Nel comunicato si afferma che il mondo, e in particolare la Umma islamica, attraversa una fase storica di estrema delicatezza, nella quale le potenze dominanti — ignorando i principi umani, scientifici e del diritto internazionale e ricorrendo alla forza e all’arroganza, in particolare gli Stati Uniti e il loro alleato sionista Israele — mettono seriamente a rischio la sicurezza e la stabilità globali.
La dichiarazione sottolinea che le minacce e le cospirazioni non sono rivolte a una singola persona, ma costituiscono un attacco diretto alla dignità e all’identità dell’intera Umma islamica. Non si tratta di una divergenza politica, bensì di una dichiarazione aperta di ostilità nei confronti dell’Islam e dei musulmani.
Viene inoltre ribadito che l’Imam Khamenei non è soltanto il leader politico di uno Stato, ma una figura di riferimento religiosa per musulmani e uomini liberi in tutto il mondo. La causa della liberazione di al-Quds, la speranza dei palestinesi oppressi e il sostegno morale ai popoli del Libano, dello Yemen e dell’Iraq sono strettamente legati alla sua guida. Il suo esempio indica che, di fronte all’ingiustizia, la via dei credenti non è la sottomissione, ma una resistenza consapevole fondata su pazienza, saggezza e unità.
Il Consiglio degli ulema sciiti dell’India afferma che qualsiasi minaccia contro la Guida Suprema equivale a una sfida rivolta all’intera Umma islamica ed è in aperto contrasto con i valori umani, il diritto internazionale e gli insegnamenti dell’Islam.

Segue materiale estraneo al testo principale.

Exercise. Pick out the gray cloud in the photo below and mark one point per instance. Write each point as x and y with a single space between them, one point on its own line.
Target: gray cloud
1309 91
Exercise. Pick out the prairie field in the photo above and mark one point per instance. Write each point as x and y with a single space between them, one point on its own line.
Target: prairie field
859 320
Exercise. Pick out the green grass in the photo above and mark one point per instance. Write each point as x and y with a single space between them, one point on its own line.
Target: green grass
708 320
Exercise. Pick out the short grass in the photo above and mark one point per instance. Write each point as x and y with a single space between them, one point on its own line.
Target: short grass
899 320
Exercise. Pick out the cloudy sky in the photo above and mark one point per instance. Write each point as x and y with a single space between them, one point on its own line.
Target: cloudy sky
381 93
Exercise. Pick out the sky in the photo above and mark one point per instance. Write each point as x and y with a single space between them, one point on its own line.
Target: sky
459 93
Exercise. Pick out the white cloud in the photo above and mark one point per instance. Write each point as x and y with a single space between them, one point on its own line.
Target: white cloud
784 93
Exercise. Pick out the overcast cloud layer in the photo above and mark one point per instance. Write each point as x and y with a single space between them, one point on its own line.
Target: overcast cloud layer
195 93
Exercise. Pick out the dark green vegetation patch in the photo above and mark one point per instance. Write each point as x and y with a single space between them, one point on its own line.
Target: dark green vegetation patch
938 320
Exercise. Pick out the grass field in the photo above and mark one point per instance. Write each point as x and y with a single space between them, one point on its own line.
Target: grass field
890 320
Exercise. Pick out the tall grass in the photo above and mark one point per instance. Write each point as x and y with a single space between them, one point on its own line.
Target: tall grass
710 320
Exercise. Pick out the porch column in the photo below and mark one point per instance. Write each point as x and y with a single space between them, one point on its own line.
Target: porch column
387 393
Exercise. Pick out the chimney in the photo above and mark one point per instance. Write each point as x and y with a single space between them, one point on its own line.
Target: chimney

La dichiarazione si conclude con un appello rivolto a ulema, intellettuali, personalità politiche e sociali e a tutti gli uomini liberi e coscienti affinché, al di là delle differenze religiose e dottrinali, condannino questa ingiustizia e restino saldi sulla via della verità e della giustizia. In chiusura, viene elevata una preghiera per la salute, la dignità e il successo della Guida Suprema della Rivoluzione, invocando unità per la Umma islamica e una rapida vittoria per gli oppressi.